Syndrome partout, imposteur nulle part

Les articles et les prises de parole dans les différents médias sur le syndrome de l’imposteur fleurissent depuis plusieurs année. Tous le clament haut et fort : non vous n’êtes pas mauvais ! oui, vous êtes légitime ! oui, vous méritez votre poste / salaire / promotion / reconnaissance… et apparemment, dans bien des cas, les auteurs seraient touchés par ce terrible syndrome qu’ils auraient mis du temps à identifier et surmonter, mais ouf maintenant c’est bon et ils vont vous aider à faire de même !

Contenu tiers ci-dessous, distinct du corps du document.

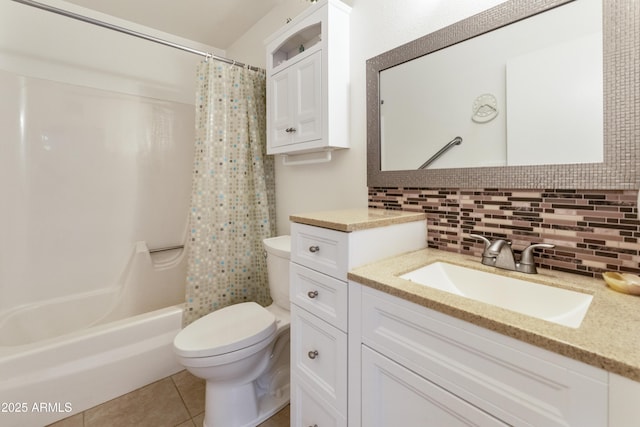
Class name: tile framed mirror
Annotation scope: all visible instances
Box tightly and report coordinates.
[367,0,640,189]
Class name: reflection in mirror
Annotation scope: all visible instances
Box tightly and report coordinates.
[367,0,640,190]
[379,0,604,171]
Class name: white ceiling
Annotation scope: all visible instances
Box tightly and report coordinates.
[62,0,282,49]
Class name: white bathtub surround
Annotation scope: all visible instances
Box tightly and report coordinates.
[0,306,182,427]
[185,61,275,324]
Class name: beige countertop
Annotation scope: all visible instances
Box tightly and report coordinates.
[348,249,640,381]
[289,209,427,232]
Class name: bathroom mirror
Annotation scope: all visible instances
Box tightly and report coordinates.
[367,0,639,189]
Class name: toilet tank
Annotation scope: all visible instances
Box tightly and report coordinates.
[262,236,291,310]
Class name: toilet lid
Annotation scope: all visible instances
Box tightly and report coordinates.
[173,302,276,357]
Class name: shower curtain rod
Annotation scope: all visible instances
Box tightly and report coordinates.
[13,0,261,71]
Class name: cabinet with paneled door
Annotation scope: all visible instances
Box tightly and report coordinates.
[290,221,426,427]
[266,0,350,154]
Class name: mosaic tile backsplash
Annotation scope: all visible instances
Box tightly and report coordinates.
[369,187,640,277]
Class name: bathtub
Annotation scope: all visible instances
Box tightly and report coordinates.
[0,242,186,427]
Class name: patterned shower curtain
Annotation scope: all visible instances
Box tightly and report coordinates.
[183,60,275,326]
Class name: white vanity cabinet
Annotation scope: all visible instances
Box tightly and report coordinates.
[349,282,608,427]
[290,220,426,427]
[265,0,351,154]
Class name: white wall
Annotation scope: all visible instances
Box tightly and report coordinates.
[227,0,502,234]
[0,0,225,104]
[0,0,219,310]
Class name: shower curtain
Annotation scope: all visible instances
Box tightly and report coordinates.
[183,60,275,326]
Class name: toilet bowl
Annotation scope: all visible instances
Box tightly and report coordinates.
[173,236,291,427]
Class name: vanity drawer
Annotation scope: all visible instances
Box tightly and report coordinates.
[290,263,348,332]
[291,223,348,281]
[362,287,607,427]
[291,305,347,413]
[291,373,347,427]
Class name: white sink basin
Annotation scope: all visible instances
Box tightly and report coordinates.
[400,262,593,328]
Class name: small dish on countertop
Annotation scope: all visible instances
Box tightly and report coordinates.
[602,271,640,295]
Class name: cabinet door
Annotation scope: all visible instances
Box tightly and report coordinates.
[292,51,322,143]
[362,346,507,427]
[269,70,295,147]
[291,372,347,427]
[268,51,322,149]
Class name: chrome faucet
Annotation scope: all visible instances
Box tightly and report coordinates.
[469,234,555,274]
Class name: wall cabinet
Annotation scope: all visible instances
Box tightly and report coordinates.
[290,221,426,427]
[269,52,322,150]
[266,0,350,154]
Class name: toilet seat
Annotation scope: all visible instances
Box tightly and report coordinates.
[173,302,276,357]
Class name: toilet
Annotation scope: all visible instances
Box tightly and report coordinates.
[173,236,291,427]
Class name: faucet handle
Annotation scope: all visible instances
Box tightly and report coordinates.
[520,243,556,265]
[469,233,491,251]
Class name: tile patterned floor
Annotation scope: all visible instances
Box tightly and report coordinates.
[49,371,289,427]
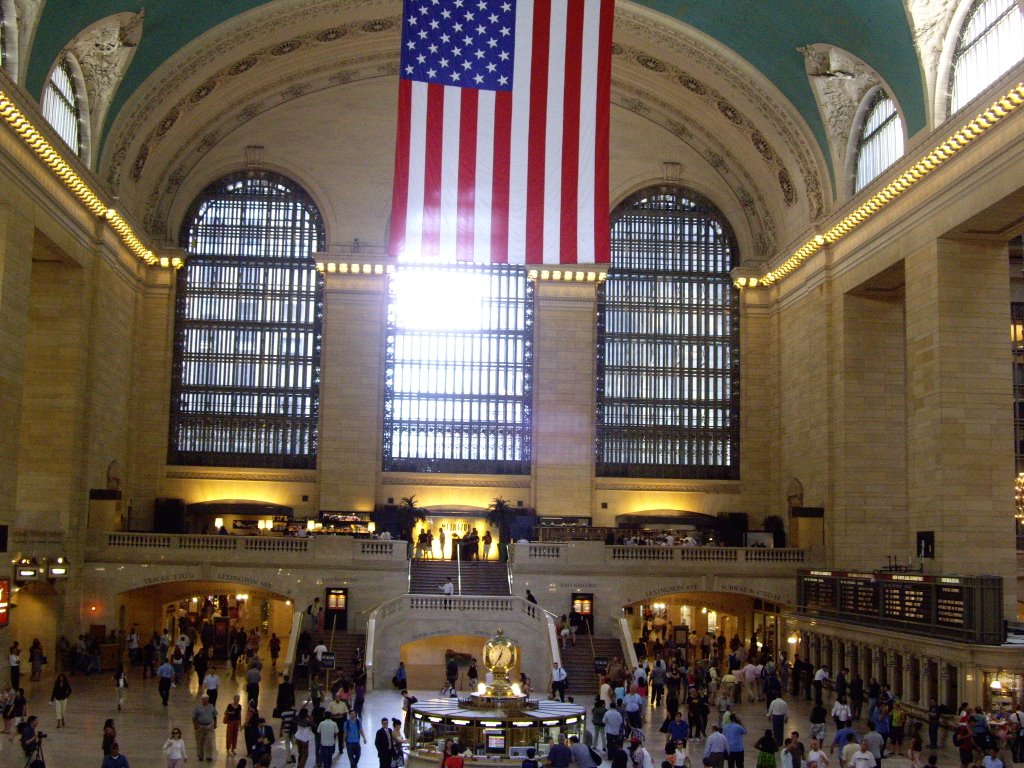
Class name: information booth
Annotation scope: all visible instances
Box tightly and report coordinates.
[409,630,587,768]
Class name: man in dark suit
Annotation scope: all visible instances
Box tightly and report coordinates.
[374,718,392,768]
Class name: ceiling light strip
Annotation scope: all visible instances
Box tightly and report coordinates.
[0,90,163,267]
[753,83,1024,288]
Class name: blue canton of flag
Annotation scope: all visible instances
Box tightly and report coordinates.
[400,0,515,91]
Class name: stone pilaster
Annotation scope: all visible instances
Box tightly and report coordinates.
[532,280,597,515]
[906,240,1017,620]
[319,272,387,511]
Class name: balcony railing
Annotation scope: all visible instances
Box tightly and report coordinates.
[513,542,818,565]
[86,531,407,564]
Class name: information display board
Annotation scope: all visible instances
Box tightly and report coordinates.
[797,570,1005,645]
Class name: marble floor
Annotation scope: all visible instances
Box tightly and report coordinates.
[0,670,974,768]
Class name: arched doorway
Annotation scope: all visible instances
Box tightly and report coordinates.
[116,581,295,669]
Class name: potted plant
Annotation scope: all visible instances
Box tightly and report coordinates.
[487,497,518,561]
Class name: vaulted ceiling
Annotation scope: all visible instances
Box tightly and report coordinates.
[27,0,925,159]
[22,0,937,261]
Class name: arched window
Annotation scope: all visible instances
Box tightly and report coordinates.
[0,3,8,69]
[596,187,739,479]
[0,0,18,81]
[382,264,534,475]
[42,56,83,157]
[949,0,1024,115]
[168,172,325,469]
[854,88,903,191]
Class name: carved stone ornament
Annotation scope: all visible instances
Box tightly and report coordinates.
[903,0,965,114]
[798,43,884,196]
[68,10,145,146]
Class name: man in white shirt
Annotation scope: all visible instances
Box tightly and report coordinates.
[203,670,220,705]
[847,739,878,768]
[316,718,338,766]
[703,725,729,768]
[551,662,569,701]
[814,665,828,707]
[807,738,828,768]
[768,696,790,744]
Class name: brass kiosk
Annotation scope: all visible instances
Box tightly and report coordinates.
[409,630,586,766]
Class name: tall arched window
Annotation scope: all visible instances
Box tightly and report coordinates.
[382,264,534,475]
[949,0,1024,115]
[42,57,83,157]
[168,172,325,469]
[854,88,903,191]
[596,187,739,479]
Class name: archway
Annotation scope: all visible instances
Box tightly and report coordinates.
[624,592,786,667]
[118,581,295,669]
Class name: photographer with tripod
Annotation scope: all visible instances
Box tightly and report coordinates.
[17,715,46,768]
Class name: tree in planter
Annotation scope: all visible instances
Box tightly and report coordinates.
[487,497,516,560]
[398,496,427,546]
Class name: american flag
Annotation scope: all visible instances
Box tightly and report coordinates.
[389,0,614,264]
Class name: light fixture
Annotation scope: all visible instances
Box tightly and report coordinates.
[46,555,70,582]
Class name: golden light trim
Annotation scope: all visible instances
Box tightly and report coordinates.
[526,269,608,283]
[0,90,165,269]
[745,83,1024,288]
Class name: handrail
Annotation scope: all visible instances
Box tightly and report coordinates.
[282,610,305,675]
[611,614,640,670]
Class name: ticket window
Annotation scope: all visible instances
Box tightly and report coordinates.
[324,588,348,631]
[572,592,594,635]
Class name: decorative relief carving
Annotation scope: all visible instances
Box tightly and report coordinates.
[140,52,390,237]
[798,43,883,195]
[612,80,784,260]
[903,0,962,102]
[68,10,145,147]
[106,0,398,190]
[606,44,797,218]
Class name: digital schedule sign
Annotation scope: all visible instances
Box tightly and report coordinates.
[797,569,1005,645]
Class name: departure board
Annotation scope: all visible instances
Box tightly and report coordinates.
[803,575,836,610]
[797,570,1005,645]
[882,582,932,623]
[839,577,879,616]
[935,584,967,627]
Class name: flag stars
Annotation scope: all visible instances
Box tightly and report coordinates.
[399,0,515,89]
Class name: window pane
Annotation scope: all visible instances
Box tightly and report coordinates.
[168,173,324,469]
[383,265,534,474]
[42,60,82,155]
[949,0,1024,115]
[854,90,903,191]
[597,187,739,478]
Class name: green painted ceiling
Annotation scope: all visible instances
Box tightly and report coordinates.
[28,0,925,165]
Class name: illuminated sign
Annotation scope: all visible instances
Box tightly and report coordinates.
[0,579,10,627]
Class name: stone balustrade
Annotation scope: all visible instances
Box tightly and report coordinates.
[512,542,824,574]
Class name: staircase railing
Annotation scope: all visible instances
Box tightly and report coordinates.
[283,610,305,675]
[611,615,640,670]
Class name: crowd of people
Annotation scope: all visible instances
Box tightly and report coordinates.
[0,621,415,768]
[581,621,1024,768]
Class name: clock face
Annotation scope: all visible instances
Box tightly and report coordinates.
[483,638,515,673]
[487,645,512,669]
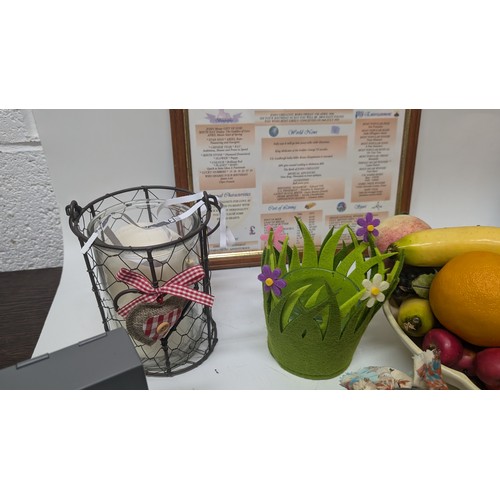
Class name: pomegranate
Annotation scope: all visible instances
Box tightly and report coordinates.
[476,347,500,389]
[422,328,464,368]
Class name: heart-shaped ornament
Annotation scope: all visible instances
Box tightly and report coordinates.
[126,297,187,345]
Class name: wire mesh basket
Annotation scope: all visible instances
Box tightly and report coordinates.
[66,186,221,376]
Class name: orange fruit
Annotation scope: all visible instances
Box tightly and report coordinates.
[429,251,500,347]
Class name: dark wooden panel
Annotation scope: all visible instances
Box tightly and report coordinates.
[0,267,62,368]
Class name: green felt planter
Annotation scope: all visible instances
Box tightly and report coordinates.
[258,218,403,379]
[267,268,368,379]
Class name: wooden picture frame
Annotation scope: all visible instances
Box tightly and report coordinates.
[170,109,421,269]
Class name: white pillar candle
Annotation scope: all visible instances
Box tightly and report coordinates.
[94,223,201,368]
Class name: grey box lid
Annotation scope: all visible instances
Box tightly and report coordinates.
[0,328,148,389]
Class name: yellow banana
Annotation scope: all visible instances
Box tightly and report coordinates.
[388,226,500,267]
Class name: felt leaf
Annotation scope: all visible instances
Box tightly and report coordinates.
[335,243,368,281]
[318,226,335,255]
[318,224,348,269]
[295,217,318,267]
[278,235,288,273]
[289,245,300,271]
[305,284,325,307]
[279,284,311,330]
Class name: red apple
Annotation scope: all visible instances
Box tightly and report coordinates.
[452,347,477,377]
[476,347,500,389]
[422,328,464,368]
[375,214,431,253]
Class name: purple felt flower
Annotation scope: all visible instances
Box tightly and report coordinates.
[258,264,286,297]
[356,212,380,241]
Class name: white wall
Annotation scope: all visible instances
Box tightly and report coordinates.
[0,109,63,272]
[28,110,500,355]
[2,110,500,274]
[410,110,500,227]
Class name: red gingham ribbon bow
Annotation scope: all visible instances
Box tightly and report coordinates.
[116,265,214,317]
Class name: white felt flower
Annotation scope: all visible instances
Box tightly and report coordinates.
[361,273,389,307]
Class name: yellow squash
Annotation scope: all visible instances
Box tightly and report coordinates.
[388,226,500,267]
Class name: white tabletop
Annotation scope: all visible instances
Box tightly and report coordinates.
[37,231,413,390]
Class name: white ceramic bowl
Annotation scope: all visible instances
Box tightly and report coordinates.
[382,301,479,390]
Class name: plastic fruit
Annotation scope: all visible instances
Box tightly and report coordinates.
[476,347,500,389]
[453,347,477,377]
[389,226,500,267]
[397,297,435,337]
[375,214,430,253]
[429,252,500,347]
[422,328,464,368]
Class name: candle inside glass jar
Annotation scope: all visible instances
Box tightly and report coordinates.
[96,224,196,312]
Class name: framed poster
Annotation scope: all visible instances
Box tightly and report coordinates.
[170,109,421,269]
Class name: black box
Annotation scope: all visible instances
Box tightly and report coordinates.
[0,328,148,390]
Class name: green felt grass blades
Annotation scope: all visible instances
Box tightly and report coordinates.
[259,215,402,379]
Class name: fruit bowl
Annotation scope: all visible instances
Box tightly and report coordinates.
[382,301,480,390]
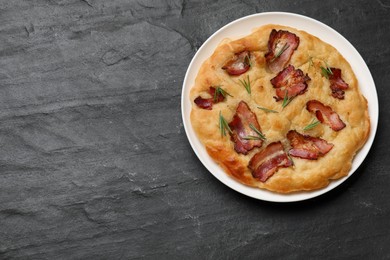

Au risque d’en froisser certains, je suis devenue littéralement allergique à ce discours teinté de psychologie positive et de développement personnel bas de gamme. Et d’abord, pour des raisons scientifiques : le syndrome de l’imposteur a été décrit pour la première fois dans les années 1970 et, s’il semble faire globalement consensus auprès des psychologues et psychiatres, sa définition en reste assez générale. On décrit généralement les comportements suivants comme étant liés à ce syndrome :

  • La causalité externe : quand la personne réussit ce qu’elle entreprend, elle en attribue les causes à l’environnement extérieur (la chance, l’aide d’autres personnes…) plutôt qu’à elle-même (son travail, son talent…)
  • La peur de l’échec : persuadée d’être un imposteur, c’est-à-dire de ne pas mériter sa place et de ne pas avoir les compétences requises, la personne vit dans l’obsession constante que ce qu’elle va réaliser ne va pas réussir
  • Mais aussi la peur de la réussite : si un projet réussit, la personne atteinte du syndrome devra continuer à faire bonne figure et à passer pour ce qu’elle pense ne pas être. Ainsi, une réussite, paradoxalement, hausse encore le niveau d’angoisse de la personne au lieu de la rassurer quant à ses compétences
  • Manque de confiance en soi et faible estime de soi
  • Comparaison constante avec les autres, avec bien sûr un résultat toujours négatif (lui réussit mieux que moi)
  • Le surinvestissement dans ses tâches pour cacher sa prétendue incompétence
  • La peur d’être découvert : la personne est persuadée d’être un imposteur, de ne pas mériter sa place, elle va donc se donner à 200 % pour donner le change et ne pas révéler son imposture

La littérature insiste sur le fait qu’une personne atteinte du dit syndrome ne recouvre peut-être pas toutes ses caractéristiques, ou pas toute en même temps. Un tel flou peut amener une très grande partie de la population à se reconnaître dans la description. En effet, qui n’a jamais eu peur de l’échec au moins une fois ? Qui ne s’est jamais surinvesti dans un projet qui lui tient à cœur ? N’importe qui peut s’auto diagnostiquer très vite alors qu’un professionnel mettrait certainement plus de nuances. C’est ainsi que le Journal of Behavioral Science nous apprend que 70% des personnes se sentent concernées par ce syndrome. Peut-on encore parler dans ce cas de syndrome ? Ne serait-ce pas plutôt une expérience universelle ?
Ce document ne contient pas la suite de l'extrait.